This started with
a dog named
Loulou.
Our labradoodle Loulou is nine years old. She was diagnosed with bone cancer. What followed was the hardest period our family has ever been through — not just the fear of losing her, but the feeling of standing at the edge of something vast and dark, with no map and no guide.
Three veterinary clinics. Three oncology specialists. Three rounds of CT scans. Each appointment ended the same way — with compassion, with honesty, but without a clear path forward. The medicine existed in fragments. The data existed in silos. Nothing connected detection to treatment to action in a way that felt like it was designed for Loulou, for her breed, for her exact biology.
Then I came across a story about a tech entrepreneur in Australia. His dog had cancer. He wasn't a scientist. But he had access to the same tools everyone has — ChatGPT, AlphaFold, a network of researchers who were, as he described them, "all so excited" to help. Together they designed a custom mRNA vaccine. Within weeks of the first injection, the tumour had significantly reduced in size.
I sat with that story for a long time. It gave me something I hadn't had since Loulou's diagnosis: hope. But it also gave me something else — clarity about what was missing. That entrepreneur had done something extraordinary, but he had done it by hand. By instinct. By calling in favours and piecing together tools that were never designed to work together.
I had been building SeCore Information Security for years — a platform that takes something impossibly complex, cybersecurity risk, and turns it into a single precise number that tells you exactly where you stand and exactly what to do next. Professor Basel Katt, my co-founder and one of Europe's leading minds in quantitative security assurance, had spent a career proving that you can bring mathematical rigour to problems that feel unsolvable.
Sitting at my kitchen table the night after reading that Australian story, it became obvious: the mathematics are the same. Scoring the severity of a security vulnerability and scoring the immunological potential of a cancer vaccine candidate are, at their core, the same problem. Multi-signal inputs. Weighted criteria. A normalised output that tells a clinician — or a vet — exactly where to act first.

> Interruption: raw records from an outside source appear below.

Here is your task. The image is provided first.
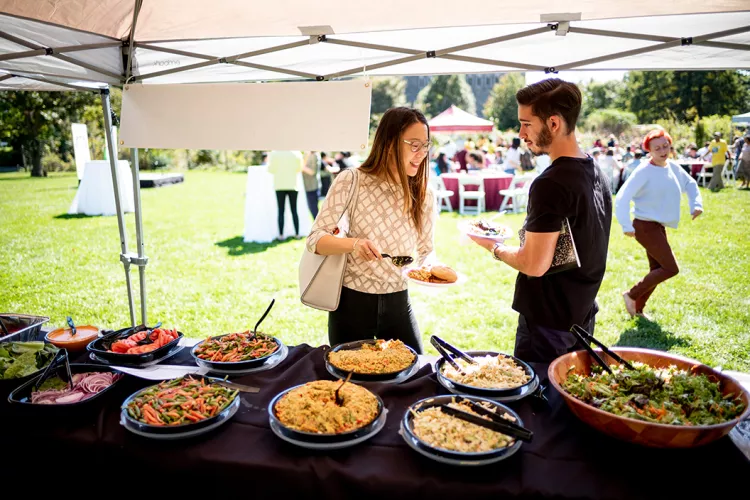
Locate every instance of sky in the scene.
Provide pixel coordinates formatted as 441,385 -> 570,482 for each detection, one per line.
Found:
526,71 -> 627,85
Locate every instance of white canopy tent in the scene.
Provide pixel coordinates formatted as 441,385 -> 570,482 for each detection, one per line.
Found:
0,0 -> 750,323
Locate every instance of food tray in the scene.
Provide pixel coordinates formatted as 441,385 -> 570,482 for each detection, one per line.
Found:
325,339 -> 419,384
435,351 -> 539,402
190,333 -> 286,374
399,396 -> 523,466
120,375 -> 240,440
268,384 -> 387,449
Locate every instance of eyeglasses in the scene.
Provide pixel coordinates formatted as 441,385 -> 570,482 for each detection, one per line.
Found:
404,139 -> 432,153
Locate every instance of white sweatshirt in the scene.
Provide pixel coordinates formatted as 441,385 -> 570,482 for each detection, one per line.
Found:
615,162 -> 703,233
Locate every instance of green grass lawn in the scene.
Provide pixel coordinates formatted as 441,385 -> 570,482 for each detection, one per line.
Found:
0,172 -> 750,371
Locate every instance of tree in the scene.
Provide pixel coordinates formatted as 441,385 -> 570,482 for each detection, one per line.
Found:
484,73 -> 526,130
370,77 -> 406,130
414,75 -> 477,118
0,91 -> 94,177
581,80 -> 625,118
625,71 -> 750,123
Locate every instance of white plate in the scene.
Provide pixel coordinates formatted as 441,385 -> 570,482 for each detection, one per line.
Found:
402,267 -> 467,288
458,221 -> 514,242
268,408 -> 388,450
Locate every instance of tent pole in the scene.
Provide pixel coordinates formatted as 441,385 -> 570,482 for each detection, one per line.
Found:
99,87 -> 135,326
130,148 -> 148,325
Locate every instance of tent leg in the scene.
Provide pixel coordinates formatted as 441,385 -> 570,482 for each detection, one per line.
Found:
99,88 -> 135,326
130,148 -> 148,325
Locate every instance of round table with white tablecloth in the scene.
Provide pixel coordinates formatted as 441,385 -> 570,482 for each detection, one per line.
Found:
244,166 -> 312,243
68,160 -> 135,215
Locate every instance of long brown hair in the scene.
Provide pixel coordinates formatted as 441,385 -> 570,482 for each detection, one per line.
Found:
359,107 -> 430,234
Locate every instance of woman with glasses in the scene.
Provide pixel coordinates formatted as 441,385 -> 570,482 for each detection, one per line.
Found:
615,129 -> 703,319
307,107 -> 437,353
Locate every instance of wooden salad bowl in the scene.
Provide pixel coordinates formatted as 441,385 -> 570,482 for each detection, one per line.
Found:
548,348 -> 750,448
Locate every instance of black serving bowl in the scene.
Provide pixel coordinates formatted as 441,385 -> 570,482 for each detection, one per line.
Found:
401,395 -> 523,465
8,363 -> 125,415
325,339 -> 419,382
435,351 -> 536,399
120,375 -> 240,439
268,384 -> 385,444
190,333 -> 283,372
86,328 -> 183,366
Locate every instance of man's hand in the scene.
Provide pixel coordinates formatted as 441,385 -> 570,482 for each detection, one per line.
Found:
468,235 -> 497,252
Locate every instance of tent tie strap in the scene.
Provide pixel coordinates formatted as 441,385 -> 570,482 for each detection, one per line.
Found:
120,253 -> 148,267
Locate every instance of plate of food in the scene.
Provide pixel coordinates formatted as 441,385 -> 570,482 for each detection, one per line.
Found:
325,339 -> 419,383
190,330 -> 285,374
120,375 -> 240,439
435,351 -> 539,402
400,395 -> 523,466
458,219 -> 513,241
8,363 -> 124,414
86,325 -> 183,366
403,264 -> 466,288
268,380 -> 387,450
548,347 -> 750,448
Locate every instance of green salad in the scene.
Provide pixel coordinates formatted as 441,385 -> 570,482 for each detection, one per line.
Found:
563,363 -> 745,425
0,342 -> 58,379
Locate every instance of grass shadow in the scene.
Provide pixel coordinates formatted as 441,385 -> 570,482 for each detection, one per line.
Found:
615,317 -> 690,351
214,236 -> 294,257
53,214 -> 96,220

SeCore Biotech was not born in a boardroom. It was born in the space between a diagnosis and a question: what if the tools already exist — they just haven't been connected yet?
Loulou is still with us. Her diagnosis hasn't changed. But the reason we are building this platform, with the urgency we feel every single day, is because she deserves better than what the current system can offer — and so does every other dog whose owner is sitting in a clinic waiting room, hearing the same words we heard, and feeling the same weight we felt.
We are building the platform we wish had existed when Loulou was diagnosed.